Healthcare spending is expected to be the source of uncertainty in the fiscal position of the nation. On a per capita basis, beneficiary costs covered by Medicare and Medicaid have rapidly increased faster by 2.5 percentage points per year over the past 40 years when compared to the annual GDP. It is projected that healthcare spending concentrated on Medicare and Medicaid alone would drastically increase from 4.6 percent of GDP in 2007 to about 20 percent by 2050 if such rapid trend of increase in beneficiary cost continue.
Furthermore, CBO foresees that:
“Even if health care costs grow 2.0 percentage points above per capita GDP—a rate consistent with that experienced in Medicare and Medicaid over the past 15 years—the share of GDP absorbed by the two major health care programs would reach 17 percent of the economy by the middle of the century. (At a rate of growth of 1.0 percent above per capita GDP, the share of those programs would be about 11 percent of GDP by 2050.) However, if the costs to the federal government of the two health care programs grew at the same rate as income—an assumption that isolates just the effects of demographic changes on the programs—the growth in spending by 2050 would be much smaller, rising to only about 7 percent of GDP”.
This highlights the importance of managing the growth rate of health care costs, using per capita income as a point of reference rather the aging of the population. In other words, the management of healthcare spending will determine the future budget outlook of the nation.
However, the impact of aging of population on the budget can not be totally dismissed as it has considerable bearing on Social Security. CBO estimates that:
“Social Security spending will rise from its current level of 4.2 percent of GDP in 2007 to 6.4 percent of GDP in 2050, an increase of 50 percent. If tax revenues as a share of GDP remain at historical levels (about 18.2 percent of GDP), additional pending for Medicare, Medicaid, and Social Security will eventually cause future budget deficits to become unsustainable. Even if revenues follow the path projected under current law and rise to about 24 percent of GDP by 2050, budgetary pressures would increase significantly. “
In order to sustain the fiscal gains in the long-run, the government must be able ensure fiscal stability in the economy of the US through the national budget. To achieve such objective in the coming decades, the government must adopt a combination of fiscal strategies that will further minimize the growth of spending and increase the level of taxes as a share of the economy.

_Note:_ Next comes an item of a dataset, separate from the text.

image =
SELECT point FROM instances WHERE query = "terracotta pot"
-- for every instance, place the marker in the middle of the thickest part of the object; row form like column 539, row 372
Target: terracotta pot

One crucial spending area where the government must effectively and efficiently manage is healthcare spending, as it puts tremendous pressure on the viability of country’s budget in the future. Policy changes must be adopted to reduce the cost of healthcare, complemented by policies that will manage the expansion of elderly population.
Ultimately, significant reductions in the projected growth of spending, a reliable increase in taxes as a percentage of the economy, or some combination of changes in policies for spending and revenues is indeed a necessary ingredient in achieving fiscal stability in the long run. These policy changes would certainly have some effect on the economy, although it will probably be less than the costs of allowing deficits to grow to unsustainable levels.